内部クリーン運転も、内部を乾燥させてカビの繁殖を抑える機能であり、すでに堆積した汚れを除去するものではありません。
むしろ掃除機能付き機種は構造が複雑なぶん、分解洗浄の手間と費用が増える傾向があります。
「自動だから放置していい」ではなく、「点検の頻度は同じ」と考えてください。
Q5. ドレンパンの汚れを放置すると、健康に影響はありますか。
カビや細菌が繁殖した状態で運転を続ければ、その胞子や代謝物が送風とともに室内へ拡散します。
アレルギー体質の方や小さなお子さん、高齢の方がいる家庭では、咳・鼻炎症状・目のかゆみなどの誘因になる可能性が指摘されています。
ただし症状の出方には個人差が大きく、体調不良の原因をエアコンだけに特定することはできません。
気になる症状が続く場合は医療機関に相談したうえで、並行してエアコン内部の洗浄を検討するのが現実的な進め方です。
まとめ|ドレンパンは「水を溜める場所」ではなく「水を流し続ける場所」
ドレンパンは、冷房・除湿で生まれた結露水を受けてドレンホースへ送るだけの、単純な受け皿です。

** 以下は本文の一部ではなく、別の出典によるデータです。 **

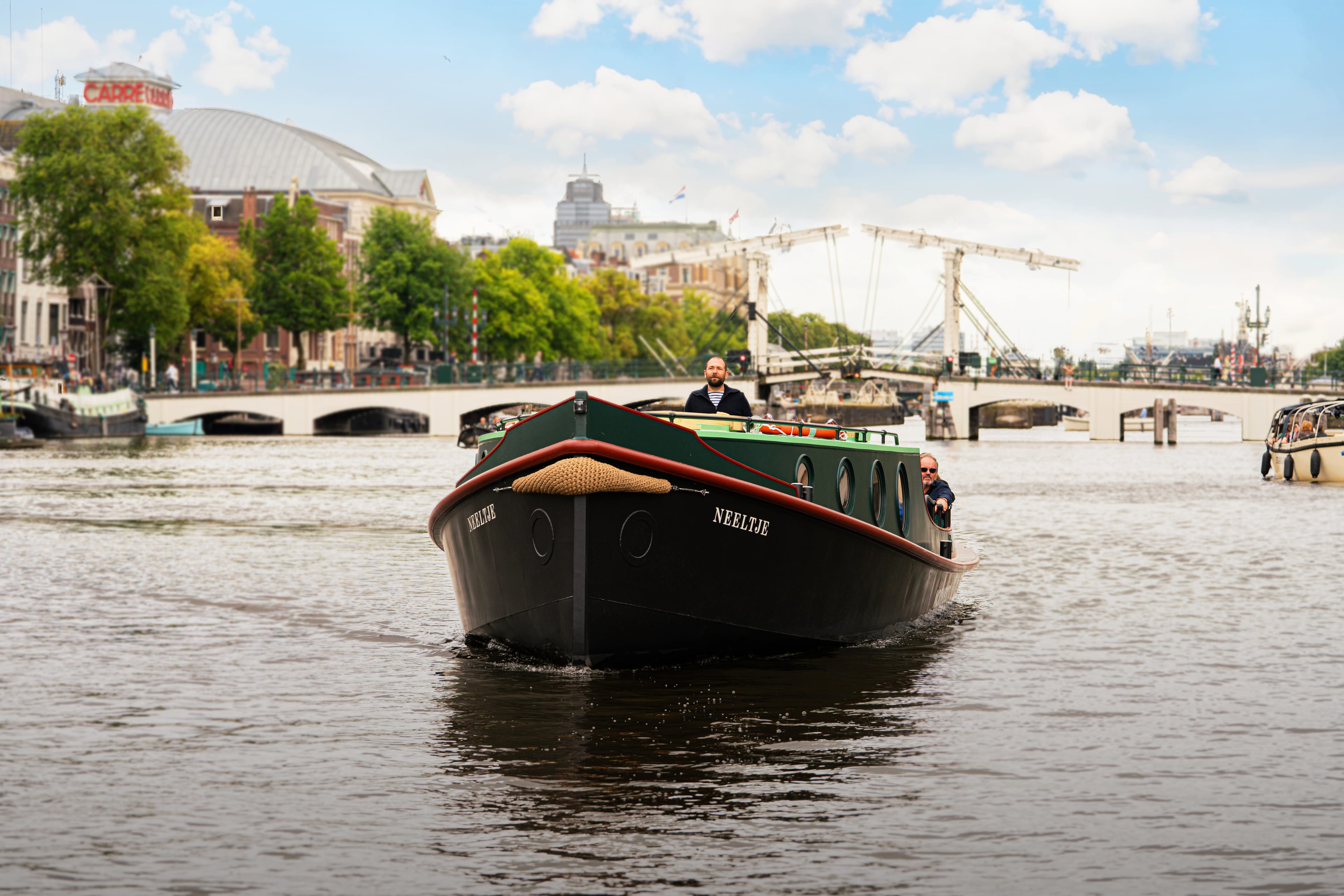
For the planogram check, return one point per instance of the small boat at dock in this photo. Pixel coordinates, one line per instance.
(598, 535)
(1306, 444)
(181, 428)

しかし水とホコリが同じ場所に集まる構造上、ここが滞れば水漏れになり、ここが乾かなければ臭いになります。
症状は違っても、原因の入口はひとつです。
最後に、覚えておきたいポイントを整理します。
- 冷房中に屋外のドレンホースから水が出ていなければ、排水経路の詰まりを疑う
- 設置直後からの漏れは詰まりではなく施工起因の可能性が高い
- 本体底面・背面からの染み出しや焦げ臭は、直ちに運転を止めて点検を依頼する
- 内部クリーンや洗浄スプレーでは、堆積した汚れは落とせない
- 内部への洗浄剤噴霧は火災事故の事例があり、分解洗浄は業者に任せる
- 予防はフィルター清掃・シーズン前の排水確認・運転後の乾燥の3点で足りる
年に一度、シーズン前に排水を確認しておくだけでも、真夏の突然の水漏れはかなり防げます。
まずは屋外のドレンホースから水が落ちているかどうか、次に冷房を入れたときに確認してみてください。